The luxury life of the rich creates some carbon footprint but otherwise has the advantage that all the money that they spend on consumption does not get re-invested and thus at least does not contribute to the destructive growth.
The problem with the wealth of the rich is where they invest it into the economy: This causes the need for growth and allows them to command others without having any democratic legitimation to do so.
Okay, back to our solution: Instead of painting some far fetched utopia lets think about some steps that would bring is to the right direction:
So in theory the solution would be simple. Nothing that the leaders of the G20 could not decide to do if they wanted to. Starting with some reduction of the working week and some form of basic income and some changes in IP law.

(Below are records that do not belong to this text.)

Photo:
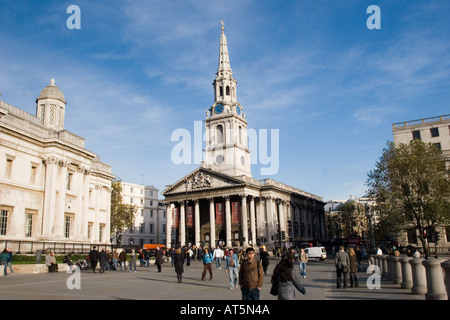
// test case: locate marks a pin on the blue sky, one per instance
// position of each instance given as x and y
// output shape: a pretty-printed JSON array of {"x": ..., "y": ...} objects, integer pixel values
[{"x": 138, "y": 70}]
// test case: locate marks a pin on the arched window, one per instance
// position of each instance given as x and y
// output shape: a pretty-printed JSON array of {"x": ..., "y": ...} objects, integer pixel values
[{"x": 219, "y": 133}]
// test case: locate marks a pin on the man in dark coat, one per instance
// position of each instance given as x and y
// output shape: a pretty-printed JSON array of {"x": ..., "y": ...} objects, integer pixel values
[
  {"x": 94, "y": 256},
  {"x": 178, "y": 263},
  {"x": 159, "y": 258},
  {"x": 103, "y": 257}
]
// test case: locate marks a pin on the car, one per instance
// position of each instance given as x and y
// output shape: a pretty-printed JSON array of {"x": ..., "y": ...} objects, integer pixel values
[{"x": 316, "y": 253}]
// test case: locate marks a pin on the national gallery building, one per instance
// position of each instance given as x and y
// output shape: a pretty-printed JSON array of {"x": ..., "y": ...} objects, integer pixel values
[{"x": 220, "y": 203}]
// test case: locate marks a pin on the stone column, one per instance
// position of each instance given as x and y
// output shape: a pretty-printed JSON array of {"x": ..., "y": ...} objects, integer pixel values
[
  {"x": 397, "y": 270},
  {"x": 419, "y": 279},
  {"x": 244, "y": 220},
  {"x": 253, "y": 220},
  {"x": 406, "y": 273},
  {"x": 212, "y": 223},
  {"x": 168, "y": 226},
  {"x": 446, "y": 266},
  {"x": 228, "y": 221},
  {"x": 182, "y": 225},
  {"x": 435, "y": 280},
  {"x": 197, "y": 222}
]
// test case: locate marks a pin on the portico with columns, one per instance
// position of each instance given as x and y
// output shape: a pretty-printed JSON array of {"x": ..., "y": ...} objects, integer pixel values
[{"x": 220, "y": 203}]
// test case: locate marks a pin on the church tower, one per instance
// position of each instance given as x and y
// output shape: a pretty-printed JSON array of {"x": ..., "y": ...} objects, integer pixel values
[
  {"x": 50, "y": 107},
  {"x": 226, "y": 128}
]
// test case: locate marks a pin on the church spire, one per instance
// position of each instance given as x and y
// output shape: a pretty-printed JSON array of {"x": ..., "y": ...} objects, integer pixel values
[{"x": 224, "y": 60}]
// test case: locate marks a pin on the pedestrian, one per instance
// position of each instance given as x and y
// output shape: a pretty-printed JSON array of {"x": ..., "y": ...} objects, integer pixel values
[
  {"x": 232, "y": 268},
  {"x": 4, "y": 256},
  {"x": 94, "y": 257},
  {"x": 123, "y": 260},
  {"x": 9, "y": 262},
  {"x": 178, "y": 261},
  {"x": 159, "y": 259},
  {"x": 285, "y": 280},
  {"x": 218, "y": 255},
  {"x": 132, "y": 261},
  {"x": 303, "y": 259},
  {"x": 264, "y": 255},
  {"x": 250, "y": 276},
  {"x": 207, "y": 260},
  {"x": 353, "y": 258},
  {"x": 342, "y": 263},
  {"x": 103, "y": 259},
  {"x": 115, "y": 259}
]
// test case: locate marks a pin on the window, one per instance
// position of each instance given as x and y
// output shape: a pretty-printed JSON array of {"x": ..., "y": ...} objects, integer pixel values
[
  {"x": 69, "y": 180},
  {"x": 33, "y": 173},
  {"x": 9, "y": 163},
  {"x": 29, "y": 224},
  {"x": 67, "y": 226},
  {"x": 3, "y": 221},
  {"x": 434, "y": 132},
  {"x": 416, "y": 135},
  {"x": 219, "y": 134}
]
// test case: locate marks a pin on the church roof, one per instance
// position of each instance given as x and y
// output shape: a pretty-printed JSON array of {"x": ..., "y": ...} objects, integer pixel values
[{"x": 51, "y": 92}]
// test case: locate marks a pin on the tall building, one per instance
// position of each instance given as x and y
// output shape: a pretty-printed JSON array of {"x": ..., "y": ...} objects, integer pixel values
[
  {"x": 52, "y": 189},
  {"x": 150, "y": 217},
  {"x": 220, "y": 202},
  {"x": 435, "y": 130}
]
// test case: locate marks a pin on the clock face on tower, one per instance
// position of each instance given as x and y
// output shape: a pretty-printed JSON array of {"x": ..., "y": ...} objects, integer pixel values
[{"x": 219, "y": 108}]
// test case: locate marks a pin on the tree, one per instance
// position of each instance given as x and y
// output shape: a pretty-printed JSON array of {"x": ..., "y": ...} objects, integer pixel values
[
  {"x": 412, "y": 188},
  {"x": 122, "y": 215}
]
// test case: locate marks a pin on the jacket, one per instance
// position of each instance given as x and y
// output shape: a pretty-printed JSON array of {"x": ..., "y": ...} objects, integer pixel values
[
  {"x": 286, "y": 289},
  {"x": 228, "y": 260},
  {"x": 249, "y": 276},
  {"x": 207, "y": 258}
]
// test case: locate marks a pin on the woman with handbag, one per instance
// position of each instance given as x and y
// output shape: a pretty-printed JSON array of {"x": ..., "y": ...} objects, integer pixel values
[
  {"x": 285, "y": 280},
  {"x": 342, "y": 266}
]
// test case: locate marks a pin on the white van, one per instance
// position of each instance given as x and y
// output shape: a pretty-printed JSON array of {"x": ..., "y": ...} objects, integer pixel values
[{"x": 316, "y": 253}]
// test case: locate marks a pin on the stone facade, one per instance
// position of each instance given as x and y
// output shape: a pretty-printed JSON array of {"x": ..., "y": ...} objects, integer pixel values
[
  {"x": 220, "y": 203},
  {"x": 51, "y": 187}
]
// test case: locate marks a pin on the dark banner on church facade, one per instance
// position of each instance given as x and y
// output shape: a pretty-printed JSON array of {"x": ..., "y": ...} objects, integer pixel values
[
  {"x": 235, "y": 212},
  {"x": 219, "y": 214}
]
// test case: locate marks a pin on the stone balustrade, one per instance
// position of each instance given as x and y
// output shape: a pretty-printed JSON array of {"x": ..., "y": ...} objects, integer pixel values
[{"x": 422, "y": 276}]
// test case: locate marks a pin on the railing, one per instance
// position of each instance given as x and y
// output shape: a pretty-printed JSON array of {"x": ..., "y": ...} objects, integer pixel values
[
  {"x": 29, "y": 247},
  {"x": 421, "y": 121}
]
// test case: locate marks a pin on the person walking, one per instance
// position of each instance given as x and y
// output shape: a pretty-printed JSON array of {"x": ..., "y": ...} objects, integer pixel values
[
  {"x": 232, "y": 268},
  {"x": 303, "y": 259},
  {"x": 285, "y": 280},
  {"x": 94, "y": 257},
  {"x": 132, "y": 261},
  {"x": 218, "y": 255},
  {"x": 4, "y": 256},
  {"x": 123, "y": 260},
  {"x": 115, "y": 259},
  {"x": 159, "y": 259},
  {"x": 264, "y": 255},
  {"x": 103, "y": 259},
  {"x": 207, "y": 260},
  {"x": 178, "y": 261},
  {"x": 250, "y": 276},
  {"x": 342, "y": 263},
  {"x": 353, "y": 258}
]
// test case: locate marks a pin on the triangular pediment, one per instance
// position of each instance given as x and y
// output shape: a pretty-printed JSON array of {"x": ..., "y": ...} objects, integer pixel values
[{"x": 202, "y": 179}]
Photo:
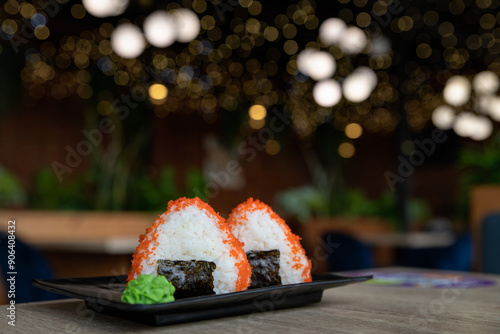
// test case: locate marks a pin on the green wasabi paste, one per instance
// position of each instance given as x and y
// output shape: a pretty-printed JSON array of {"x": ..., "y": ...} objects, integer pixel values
[{"x": 148, "y": 289}]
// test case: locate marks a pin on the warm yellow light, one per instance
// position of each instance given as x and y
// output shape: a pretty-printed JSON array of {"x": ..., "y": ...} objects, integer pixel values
[
  {"x": 346, "y": 150},
  {"x": 257, "y": 112},
  {"x": 272, "y": 147},
  {"x": 158, "y": 92},
  {"x": 256, "y": 125},
  {"x": 353, "y": 130}
]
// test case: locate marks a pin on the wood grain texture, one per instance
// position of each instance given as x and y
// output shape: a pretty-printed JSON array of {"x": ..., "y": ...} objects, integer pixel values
[{"x": 359, "y": 308}]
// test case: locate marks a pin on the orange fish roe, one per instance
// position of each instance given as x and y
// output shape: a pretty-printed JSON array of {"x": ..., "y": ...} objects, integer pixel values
[
  {"x": 293, "y": 241},
  {"x": 143, "y": 252}
]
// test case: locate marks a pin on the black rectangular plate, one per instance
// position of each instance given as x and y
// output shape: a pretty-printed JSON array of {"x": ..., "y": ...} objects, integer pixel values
[{"x": 102, "y": 294}]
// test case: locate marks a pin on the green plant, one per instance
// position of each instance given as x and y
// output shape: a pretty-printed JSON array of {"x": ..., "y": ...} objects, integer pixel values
[
  {"x": 12, "y": 193},
  {"x": 306, "y": 202},
  {"x": 49, "y": 193},
  {"x": 480, "y": 164}
]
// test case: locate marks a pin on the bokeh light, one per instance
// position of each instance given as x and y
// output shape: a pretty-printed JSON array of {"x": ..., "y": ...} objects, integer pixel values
[
  {"x": 257, "y": 112},
  {"x": 443, "y": 117},
  {"x": 318, "y": 65},
  {"x": 331, "y": 30},
  {"x": 104, "y": 8},
  {"x": 158, "y": 93},
  {"x": 486, "y": 82},
  {"x": 358, "y": 85},
  {"x": 188, "y": 25},
  {"x": 353, "y": 40},
  {"x": 327, "y": 93},
  {"x": 457, "y": 90},
  {"x": 346, "y": 150},
  {"x": 127, "y": 41},
  {"x": 159, "y": 29},
  {"x": 353, "y": 130}
]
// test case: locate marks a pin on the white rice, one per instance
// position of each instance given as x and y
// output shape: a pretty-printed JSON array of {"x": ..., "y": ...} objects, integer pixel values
[
  {"x": 260, "y": 232},
  {"x": 193, "y": 234}
]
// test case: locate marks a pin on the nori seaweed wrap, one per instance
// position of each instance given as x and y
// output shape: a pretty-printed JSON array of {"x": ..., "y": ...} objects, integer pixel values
[
  {"x": 265, "y": 268},
  {"x": 190, "y": 278}
]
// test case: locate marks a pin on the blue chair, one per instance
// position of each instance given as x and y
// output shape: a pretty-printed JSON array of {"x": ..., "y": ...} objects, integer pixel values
[
  {"x": 347, "y": 253},
  {"x": 490, "y": 245},
  {"x": 29, "y": 264},
  {"x": 455, "y": 257}
]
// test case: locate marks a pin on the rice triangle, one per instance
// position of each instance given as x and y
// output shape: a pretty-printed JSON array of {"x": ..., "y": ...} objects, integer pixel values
[
  {"x": 261, "y": 229},
  {"x": 190, "y": 230}
]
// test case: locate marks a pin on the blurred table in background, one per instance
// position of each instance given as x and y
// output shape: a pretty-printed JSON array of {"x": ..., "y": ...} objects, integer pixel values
[{"x": 375, "y": 233}]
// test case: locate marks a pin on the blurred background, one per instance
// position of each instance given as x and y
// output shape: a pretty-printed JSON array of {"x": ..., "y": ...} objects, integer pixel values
[{"x": 370, "y": 126}]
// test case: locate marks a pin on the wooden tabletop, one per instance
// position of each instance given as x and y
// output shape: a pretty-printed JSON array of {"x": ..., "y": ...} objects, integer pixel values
[{"x": 359, "y": 308}]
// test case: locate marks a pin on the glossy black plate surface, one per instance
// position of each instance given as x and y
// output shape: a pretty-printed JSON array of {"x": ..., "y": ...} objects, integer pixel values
[{"x": 102, "y": 294}]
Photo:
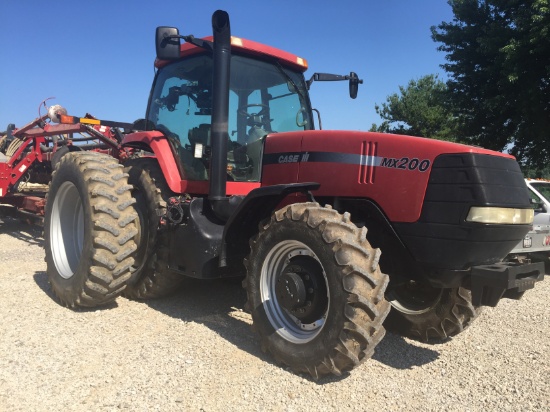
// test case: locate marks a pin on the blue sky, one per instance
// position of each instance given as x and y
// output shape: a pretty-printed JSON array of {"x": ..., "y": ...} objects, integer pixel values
[{"x": 97, "y": 56}]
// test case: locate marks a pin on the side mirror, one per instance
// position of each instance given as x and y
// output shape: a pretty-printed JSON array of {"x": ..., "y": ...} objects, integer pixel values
[
  {"x": 167, "y": 41},
  {"x": 538, "y": 206},
  {"x": 353, "y": 84}
]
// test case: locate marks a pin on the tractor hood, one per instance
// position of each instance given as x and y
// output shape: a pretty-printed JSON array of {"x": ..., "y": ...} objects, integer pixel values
[{"x": 392, "y": 170}]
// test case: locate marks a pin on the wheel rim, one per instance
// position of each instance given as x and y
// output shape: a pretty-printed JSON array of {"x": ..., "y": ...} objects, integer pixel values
[
  {"x": 67, "y": 230},
  {"x": 295, "y": 264},
  {"x": 414, "y": 298}
]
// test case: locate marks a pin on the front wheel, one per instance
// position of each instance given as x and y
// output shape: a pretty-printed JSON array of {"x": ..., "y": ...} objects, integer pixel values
[
  {"x": 315, "y": 291},
  {"x": 422, "y": 312}
]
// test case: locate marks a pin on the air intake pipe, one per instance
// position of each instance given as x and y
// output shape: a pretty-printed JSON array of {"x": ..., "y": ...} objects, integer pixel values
[{"x": 220, "y": 110}]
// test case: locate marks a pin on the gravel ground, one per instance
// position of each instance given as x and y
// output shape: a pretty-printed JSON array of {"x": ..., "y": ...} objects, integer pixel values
[{"x": 195, "y": 351}]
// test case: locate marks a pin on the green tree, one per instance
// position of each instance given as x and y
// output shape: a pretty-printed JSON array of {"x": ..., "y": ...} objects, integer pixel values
[
  {"x": 420, "y": 109},
  {"x": 498, "y": 62}
]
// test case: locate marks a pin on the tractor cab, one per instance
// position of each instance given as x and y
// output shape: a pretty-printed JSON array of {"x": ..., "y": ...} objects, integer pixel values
[{"x": 267, "y": 94}]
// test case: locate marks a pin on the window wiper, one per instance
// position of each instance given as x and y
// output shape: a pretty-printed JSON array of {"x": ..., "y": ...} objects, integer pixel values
[{"x": 289, "y": 79}]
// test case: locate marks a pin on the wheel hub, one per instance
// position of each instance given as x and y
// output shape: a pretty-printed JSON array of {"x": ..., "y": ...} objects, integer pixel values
[{"x": 301, "y": 289}]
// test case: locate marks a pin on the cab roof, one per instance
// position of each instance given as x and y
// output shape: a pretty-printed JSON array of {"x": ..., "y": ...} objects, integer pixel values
[{"x": 247, "y": 47}]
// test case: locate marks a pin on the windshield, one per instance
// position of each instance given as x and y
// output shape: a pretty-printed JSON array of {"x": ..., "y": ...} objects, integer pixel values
[
  {"x": 543, "y": 189},
  {"x": 264, "y": 98}
]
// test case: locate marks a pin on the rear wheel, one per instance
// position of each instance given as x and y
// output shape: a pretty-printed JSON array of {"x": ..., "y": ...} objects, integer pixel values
[
  {"x": 151, "y": 277},
  {"x": 422, "y": 312},
  {"x": 89, "y": 230},
  {"x": 315, "y": 291}
]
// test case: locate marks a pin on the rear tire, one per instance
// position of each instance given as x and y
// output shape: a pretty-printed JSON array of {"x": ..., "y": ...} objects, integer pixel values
[
  {"x": 427, "y": 314},
  {"x": 151, "y": 278},
  {"x": 89, "y": 230},
  {"x": 315, "y": 291}
]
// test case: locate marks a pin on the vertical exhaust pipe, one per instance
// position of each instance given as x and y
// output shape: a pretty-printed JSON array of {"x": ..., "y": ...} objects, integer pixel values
[{"x": 219, "y": 133}]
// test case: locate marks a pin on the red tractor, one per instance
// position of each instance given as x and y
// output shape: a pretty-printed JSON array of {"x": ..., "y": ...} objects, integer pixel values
[{"x": 226, "y": 177}]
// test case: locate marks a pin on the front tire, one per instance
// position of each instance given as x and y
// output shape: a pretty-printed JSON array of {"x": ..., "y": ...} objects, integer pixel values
[
  {"x": 151, "y": 278},
  {"x": 315, "y": 291},
  {"x": 89, "y": 230},
  {"x": 424, "y": 313}
]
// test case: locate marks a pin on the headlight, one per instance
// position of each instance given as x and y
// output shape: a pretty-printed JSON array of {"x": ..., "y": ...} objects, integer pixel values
[{"x": 501, "y": 215}]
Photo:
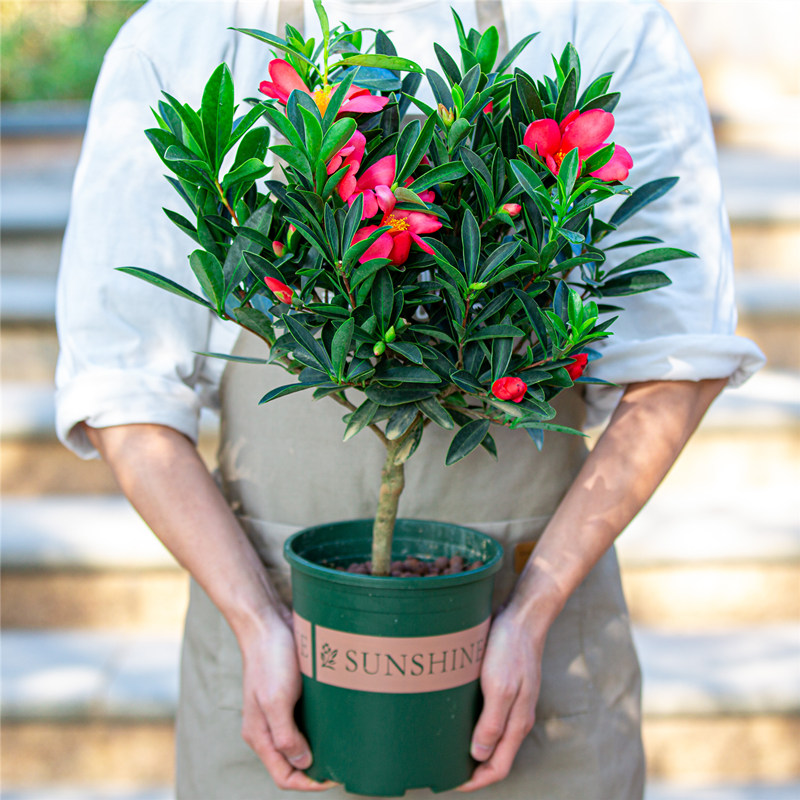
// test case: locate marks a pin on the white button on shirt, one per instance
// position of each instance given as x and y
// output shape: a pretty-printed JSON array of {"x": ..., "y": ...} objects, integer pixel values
[{"x": 129, "y": 350}]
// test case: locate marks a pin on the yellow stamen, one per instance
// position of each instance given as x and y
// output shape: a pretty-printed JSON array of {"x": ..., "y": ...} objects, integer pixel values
[
  {"x": 398, "y": 223},
  {"x": 322, "y": 98}
]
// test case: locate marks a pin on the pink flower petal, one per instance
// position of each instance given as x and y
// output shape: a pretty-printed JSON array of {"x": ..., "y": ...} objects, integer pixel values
[
  {"x": 363, "y": 105},
  {"x": 588, "y": 130},
  {"x": 381, "y": 172},
  {"x": 573, "y": 115},
  {"x": 347, "y": 185},
  {"x": 420, "y": 222},
  {"x": 386, "y": 199},
  {"x": 401, "y": 246},
  {"x": 423, "y": 245},
  {"x": 370, "y": 204},
  {"x": 543, "y": 137},
  {"x": 380, "y": 248},
  {"x": 617, "y": 168},
  {"x": 285, "y": 77}
]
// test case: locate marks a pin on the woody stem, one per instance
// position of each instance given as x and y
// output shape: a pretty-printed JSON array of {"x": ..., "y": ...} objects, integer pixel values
[{"x": 392, "y": 483}]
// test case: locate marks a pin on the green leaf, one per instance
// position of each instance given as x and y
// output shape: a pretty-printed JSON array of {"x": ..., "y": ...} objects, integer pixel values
[
  {"x": 282, "y": 391},
  {"x": 250, "y": 171},
  {"x": 306, "y": 340},
  {"x": 449, "y": 66},
  {"x": 514, "y": 52},
  {"x": 529, "y": 180},
  {"x": 641, "y": 197},
  {"x": 567, "y": 96},
  {"x": 406, "y": 374},
  {"x": 460, "y": 129},
  {"x": 229, "y": 357},
  {"x": 487, "y": 49},
  {"x": 336, "y": 138},
  {"x": 466, "y": 440},
  {"x": 451, "y": 171},
  {"x": 208, "y": 272},
  {"x": 216, "y": 114},
  {"x": 407, "y": 350},
  {"x": 643, "y": 281},
  {"x": 385, "y": 396},
  {"x": 376, "y": 60},
  {"x": 410, "y": 445},
  {"x": 471, "y": 244},
  {"x": 568, "y": 173},
  {"x": 493, "y": 331},
  {"x": 256, "y": 321},
  {"x": 359, "y": 419},
  {"x": 165, "y": 283},
  {"x": 323, "y": 19},
  {"x": 400, "y": 421},
  {"x": 432, "y": 409},
  {"x": 340, "y": 346},
  {"x": 418, "y": 151},
  {"x": 382, "y": 300},
  {"x": 313, "y": 130},
  {"x": 468, "y": 382},
  {"x": 655, "y": 256}
]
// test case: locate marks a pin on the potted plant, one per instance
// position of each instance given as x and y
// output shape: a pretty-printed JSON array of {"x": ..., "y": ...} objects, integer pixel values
[{"x": 449, "y": 271}]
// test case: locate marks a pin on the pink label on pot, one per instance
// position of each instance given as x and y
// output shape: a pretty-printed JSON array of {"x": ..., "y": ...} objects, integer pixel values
[
  {"x": 399, "y": 665},
  {"x": 302, "y": 641}
]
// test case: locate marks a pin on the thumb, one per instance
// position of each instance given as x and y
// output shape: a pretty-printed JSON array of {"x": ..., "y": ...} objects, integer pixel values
[{"x": 286, "y": 736}]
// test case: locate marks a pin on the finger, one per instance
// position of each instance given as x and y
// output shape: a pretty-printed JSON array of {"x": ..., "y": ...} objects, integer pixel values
[
  {"x": 257, "y": 734},
  {"x": 498, "y": 702},
  {"x": 497, "y": 767},
  {"x": 285, "y": 735}
]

But what we are seeing is that we are going in the complete opposite direction: Instead of reducing the working hour those people install austerity-programs. Instead of reducing IP law we have ACTA and now SOPA, etc..
So either these politicians are idiots or they are corrupt, or both. Well our whole political system is deeply corrupted. Up to the point where most of the corruption has been made legal by these people.
So while the solution could be so simple it seems it is not. So the first thing to do should be do (re-)install some form of democracy.